From 9ba6e8f3b323713869b43ef29d8b2df3a3de8b8f Mon Sep 17 00:00:00 2001
From: amercader <amercadero@gmail.com>
Date: Tue, 22 Jan 2013 13:13:24 +0000
Subject: [PATCH] [#5] Add error summary to harvest_job_dictize

It will return the counts for the 20 most common errors for that
particular job. These will available when calling harvest_job_show.

Also refactor the harvest source status object to just call
harvest_job_dictize on the 'last_job' key, as it has all the
interesting fields anyway.
---
 ckanext/harvest/logic/action/get.py  | 25 +++++--------------------
 ckanext/harvest/logic/dictization.py | 20 +++++++++++++-------
 2 files changed, 18 insertions(+), 27 deletions(-)

diff --git a/ckanext/harvest/logic/action/get.py b/ckanext/harvest/logic/action/get.py
index 2212d18..a499ecf 100644
--- a/ckanext/harvest/logic/action/get.py
+++ b/ckanext/harvest/logic/action/get.py
@@ -65,9 +65,8 @@ def harvest_source_show_status(context, data_dict):
 
     out = {
            'job_count': 0,
-           'next_harvest': p.toolkit._('Not yet scheduled'),
-           'last_harvest_request': '',
-           'last_harvest_statistics': {'new': 0, 'updated': 0, 'deleted': 0,'errored': 0},
+           'next_job': p.toolkit._('Not yet scheduled'),
+           'last_job': None,
            'total_datasets': 0,
            }
 
@@ -82,31 +81,16 @@ def harvest_source_show_status(context, data_dict):
     # Get next scheduled job
     next_job = harvest_model.HarvestJob.filter(source=source,status=u'New').first()
     if next_job:
-        out['next_harvest'] = p.toolkit._('Scheduled')

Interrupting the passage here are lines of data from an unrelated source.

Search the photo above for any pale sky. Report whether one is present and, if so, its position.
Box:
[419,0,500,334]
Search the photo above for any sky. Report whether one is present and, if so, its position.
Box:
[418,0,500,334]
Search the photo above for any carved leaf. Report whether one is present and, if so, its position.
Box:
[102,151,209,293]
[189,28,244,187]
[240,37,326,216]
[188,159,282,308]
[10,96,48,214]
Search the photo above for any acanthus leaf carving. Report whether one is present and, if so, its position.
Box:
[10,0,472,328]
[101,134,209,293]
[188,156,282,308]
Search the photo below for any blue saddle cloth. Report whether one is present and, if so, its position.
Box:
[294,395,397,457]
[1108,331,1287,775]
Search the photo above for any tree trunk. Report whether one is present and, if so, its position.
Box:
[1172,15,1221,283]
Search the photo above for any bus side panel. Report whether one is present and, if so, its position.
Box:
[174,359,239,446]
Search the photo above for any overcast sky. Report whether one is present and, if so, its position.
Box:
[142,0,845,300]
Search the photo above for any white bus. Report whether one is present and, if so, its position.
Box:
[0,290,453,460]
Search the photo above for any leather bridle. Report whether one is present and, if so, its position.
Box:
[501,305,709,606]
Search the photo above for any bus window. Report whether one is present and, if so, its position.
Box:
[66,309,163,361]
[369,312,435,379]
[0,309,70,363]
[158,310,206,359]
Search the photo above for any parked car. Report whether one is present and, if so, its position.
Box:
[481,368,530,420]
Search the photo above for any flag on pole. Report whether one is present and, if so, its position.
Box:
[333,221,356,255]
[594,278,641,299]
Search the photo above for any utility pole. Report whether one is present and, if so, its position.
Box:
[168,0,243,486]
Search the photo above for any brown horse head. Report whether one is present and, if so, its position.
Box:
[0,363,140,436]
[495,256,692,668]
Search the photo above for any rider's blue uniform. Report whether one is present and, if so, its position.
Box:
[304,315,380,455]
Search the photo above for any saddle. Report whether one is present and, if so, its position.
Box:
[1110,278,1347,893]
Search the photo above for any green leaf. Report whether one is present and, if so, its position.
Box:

+        out['next_job'] = p.toolkit._('Scheduled')
 
     # Get the last finished job
     last_job = harvest_model.HarvestJob.filter(source=source,status=u'Finished') \
                .order_by(harvest_model.HarvestJob.created.desc()).first()
 
     if not last_job:
-        out['last_harvest_request'] = p.toolkit._('Not yet harvested')
         return out
 
-    out['last_job_id'] = last_job.id
-    out['last_harvest_request'] = str(last_job.gather_finished)
-
-    last_job_report = model.Session.query(
-                harvest_model.HarvestObject.report_status,
-                func.count(harvest_model.HarvestObject.report_status)) \
-            .filter(harvest_model.HarvestObject.harvest_job_id==last_job.id) \
-            .group_by(harvest_model.HarvestObject.report_status)
-
-    for row in last_job_report:
-        if row[0]:
-            out['last_harvest_statistics'][row[0]] = row[1]
-
-    # Add the gather stage errors
-    out['last_harvest_statistics']['errored'] += len(last_job.gather_errors)

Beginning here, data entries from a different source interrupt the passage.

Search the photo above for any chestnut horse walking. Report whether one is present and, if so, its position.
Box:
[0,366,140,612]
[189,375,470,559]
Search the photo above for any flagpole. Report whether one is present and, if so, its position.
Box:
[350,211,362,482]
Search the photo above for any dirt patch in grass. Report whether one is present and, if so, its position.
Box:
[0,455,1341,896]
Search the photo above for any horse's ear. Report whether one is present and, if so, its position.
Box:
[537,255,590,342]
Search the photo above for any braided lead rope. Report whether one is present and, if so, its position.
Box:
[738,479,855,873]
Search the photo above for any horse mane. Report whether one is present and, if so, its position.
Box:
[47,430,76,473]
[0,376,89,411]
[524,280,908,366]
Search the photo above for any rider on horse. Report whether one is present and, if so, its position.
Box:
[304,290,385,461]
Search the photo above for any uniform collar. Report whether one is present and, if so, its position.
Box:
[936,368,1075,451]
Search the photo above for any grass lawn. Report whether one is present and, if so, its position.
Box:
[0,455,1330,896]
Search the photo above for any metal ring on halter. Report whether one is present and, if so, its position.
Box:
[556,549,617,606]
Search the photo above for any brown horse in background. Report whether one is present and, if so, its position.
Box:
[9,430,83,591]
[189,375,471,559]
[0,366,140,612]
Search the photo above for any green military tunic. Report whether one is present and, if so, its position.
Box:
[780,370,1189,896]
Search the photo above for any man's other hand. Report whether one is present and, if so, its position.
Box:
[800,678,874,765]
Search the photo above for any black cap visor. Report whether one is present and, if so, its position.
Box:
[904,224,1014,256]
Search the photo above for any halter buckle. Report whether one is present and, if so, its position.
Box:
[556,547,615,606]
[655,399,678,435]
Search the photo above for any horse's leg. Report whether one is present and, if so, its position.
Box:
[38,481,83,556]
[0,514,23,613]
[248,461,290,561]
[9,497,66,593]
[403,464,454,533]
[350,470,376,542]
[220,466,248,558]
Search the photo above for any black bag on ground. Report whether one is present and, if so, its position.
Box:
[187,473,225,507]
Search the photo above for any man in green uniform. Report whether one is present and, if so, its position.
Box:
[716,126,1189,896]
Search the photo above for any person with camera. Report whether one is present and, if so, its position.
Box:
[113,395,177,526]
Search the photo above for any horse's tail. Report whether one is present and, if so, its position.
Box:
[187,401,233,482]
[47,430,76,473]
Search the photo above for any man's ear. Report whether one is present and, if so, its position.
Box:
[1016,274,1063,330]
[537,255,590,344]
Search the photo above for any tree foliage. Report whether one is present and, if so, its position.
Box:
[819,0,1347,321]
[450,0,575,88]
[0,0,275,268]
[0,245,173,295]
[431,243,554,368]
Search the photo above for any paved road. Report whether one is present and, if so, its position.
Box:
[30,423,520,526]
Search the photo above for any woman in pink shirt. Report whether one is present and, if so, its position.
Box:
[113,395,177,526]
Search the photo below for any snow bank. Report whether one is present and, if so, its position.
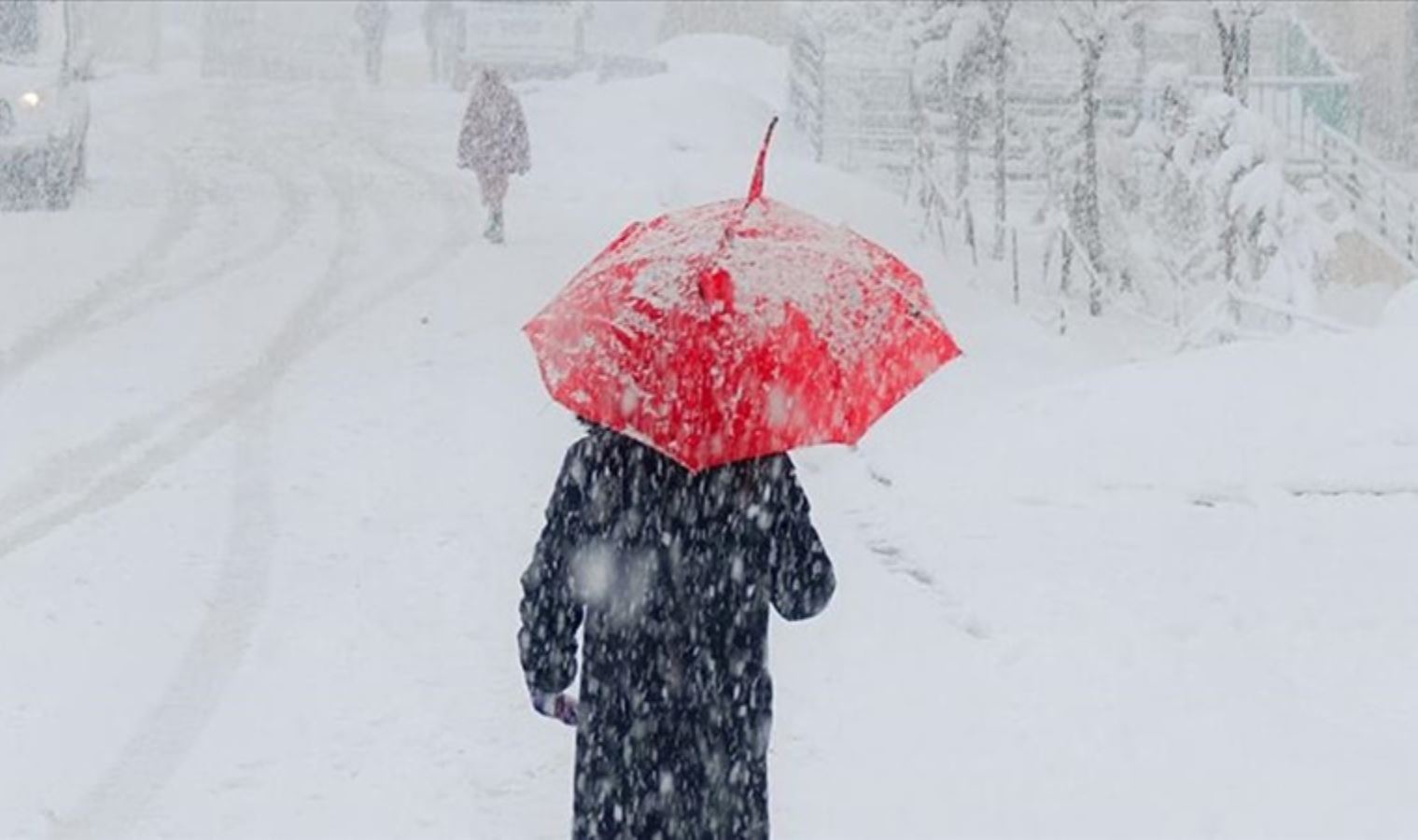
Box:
[655,34,789,114]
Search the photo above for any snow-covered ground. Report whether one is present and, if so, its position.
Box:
[0,38,1418,838]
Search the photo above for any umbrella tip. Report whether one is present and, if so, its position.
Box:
[744,115,779,205]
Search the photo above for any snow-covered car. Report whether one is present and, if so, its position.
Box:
[0,3,90,210]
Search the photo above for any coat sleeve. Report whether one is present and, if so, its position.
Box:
[517,444,584,693]
[768,455,836,622]
[512,99,532,175]
[458,98,476,169]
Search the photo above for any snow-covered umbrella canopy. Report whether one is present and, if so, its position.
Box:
[525,119,960,469]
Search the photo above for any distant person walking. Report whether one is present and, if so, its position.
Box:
[355,0,390,85]
[458,68,532,244]
[423,0,456,82]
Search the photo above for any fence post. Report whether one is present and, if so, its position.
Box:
[1407,199,1418,262]
[1349,149,1358,213]
[1010,227,1019,306]
[964,196,980,267]
[1378,182,1388,240]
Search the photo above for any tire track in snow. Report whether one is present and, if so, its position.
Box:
[54,395,275,840]
[0,162,358,557]
[0,98,470,570]
[49,96,476,837]
[0,117,311,389]
[0,142,202,392]
[49,159,361,838]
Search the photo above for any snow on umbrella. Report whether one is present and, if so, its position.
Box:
[524,118,960,471]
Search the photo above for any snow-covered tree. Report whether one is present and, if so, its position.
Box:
[1058,0,1137,315]
[1211,0,1265,105]
[1122,82,1333,336]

+    out['last_job'] = harvest_job_dictize(last_job, context)
 
     # Overall statistics
     packages = model.Session.query(model.Package) \
@@ -166,6 +150,7 @@ def harvest_job_show(context,data_dict):
 
     return harvest_job_dictize(job,context)
 
+
 def harvest_job_list(context,data_dict):
 
     check_access('harvest_job_list',context,data_dict)

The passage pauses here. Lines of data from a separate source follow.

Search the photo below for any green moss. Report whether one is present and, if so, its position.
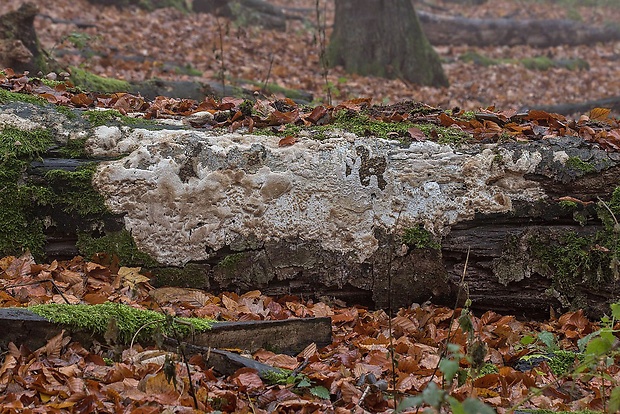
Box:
[402,226,441,250]
[476,362,499,378]
[70,67,131,93]
[0,127,53,258]
[548,350,582,376]
[28,302,214,344]
[528,187,620,301]
[415,124,472,145]
[565,157,596,174]
[45,163,108,216]
[560,200,578,210]
[217,253,244,270]
[519,408,603,414]
[262,368,307,385]
[0,88,48,106]
[76,230,157,267]
[459,51,501,66]
[329,111,412,138]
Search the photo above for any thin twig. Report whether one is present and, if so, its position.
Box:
[215,17,226,95]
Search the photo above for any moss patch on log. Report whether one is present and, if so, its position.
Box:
[76,230,157,267]
[28,302,214,344]
[0,127,54,257]
[70,67,131,93]
[45,163,108,216]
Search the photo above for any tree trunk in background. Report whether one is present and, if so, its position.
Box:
[0,3,49,74]
[327,0,448,86]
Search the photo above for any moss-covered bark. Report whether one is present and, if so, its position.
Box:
[327,0,448,86]
[0,3,56,73]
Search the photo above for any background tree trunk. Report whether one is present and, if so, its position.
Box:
[327,0,448,86]
[0,3,49,74]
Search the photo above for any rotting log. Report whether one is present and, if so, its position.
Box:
[417,11,620,48]
[0,99,620,315]
[535,96,620,115]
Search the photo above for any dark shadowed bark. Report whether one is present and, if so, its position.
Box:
[327,0,448,86]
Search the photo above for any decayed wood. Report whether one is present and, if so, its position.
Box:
[0,308,331,354]
[164,340,281,378]
[417,11,620,47]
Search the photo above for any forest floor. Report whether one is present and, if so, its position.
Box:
[0,0,620,110]
[0,254,620,414]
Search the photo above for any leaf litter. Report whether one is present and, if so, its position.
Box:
[0,253,620,413]
[0,0,620,413]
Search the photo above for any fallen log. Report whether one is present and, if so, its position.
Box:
[417,10,620,48]
[534,96,620,115]
[0,98,620,315]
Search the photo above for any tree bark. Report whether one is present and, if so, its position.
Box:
[327,0,448,86]
[0,99,620,316]
[0,3,50,74]
[418,11,620,48]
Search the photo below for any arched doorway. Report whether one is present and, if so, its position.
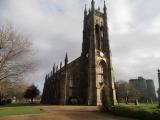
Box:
[96,61,106,105]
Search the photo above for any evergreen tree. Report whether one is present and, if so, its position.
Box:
[24,85,40,103]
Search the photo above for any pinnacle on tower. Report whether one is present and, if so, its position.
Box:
[103,0,107,14]
[65,53,68,64]
[60,62,62,69]
[91,0,95,10]
[84,4,87,16]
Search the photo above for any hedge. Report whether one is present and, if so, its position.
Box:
[109,105,160,120]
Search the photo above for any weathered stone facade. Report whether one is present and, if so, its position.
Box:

diff --git a/ckanext/harvest/logic/dictization.py b/ckanext/harvest/logic/dictization.py
index c38559b..bbee5a5 100644
--- a/ckanext/harvest/logic/dictization.py
+++ b/ckanext/harvest/logic/dictization.py
@@ -24,16 +24,11 @@ def harvest_source_dictize(source, context):
 
 def harvest_job_dictize(job, context):
     out = job.as_dict()
-    out['source'] = job.source_id
-    out['objects'] = []
-    out['gather_errors'] = []
 
-    if context.get('return_objects', True):
-        for obj in job.objects:
-            out['objects'].append(obj.as_dict())
+    model = context['model']
 
     if context.get('return_stats', True):
-        stats = context['model'].Session.query(
+        stats = model.Session.query(
             HarvestObject.report_status,
             func.count(HarvestObject.id).label('total_objects'))\
                 .filter_by(harvest_job_id=job.id)\
@@ -42,9 +37,20 @@ def harvest_job_dictize(job, context):
         for status, count in stats:
             out['stats'][status] = count
 
+    out['gather_errors'] = []
     for error in job.gather_errors:
         out['gather_errors'].append(error.as_dict())
 
+    q = model.Session.query(HarvestObjectError.message, \
+                            func.count(HarvestObjectError.message).label('error_count')) \
+                      .join(HarvestObject) \
+                      .filter(HarvestObject.harvest_job_id==job.id) \
+                      .group_by(HarvestObjectError.message) \
+                      .order_by('error_count desc') \
+                      .limit(context.get('error_summmary_limit', 20))
+
+    out['error_summary'] = q.all()
+
     return out
 
 def harvest_object_dictize(obj, context):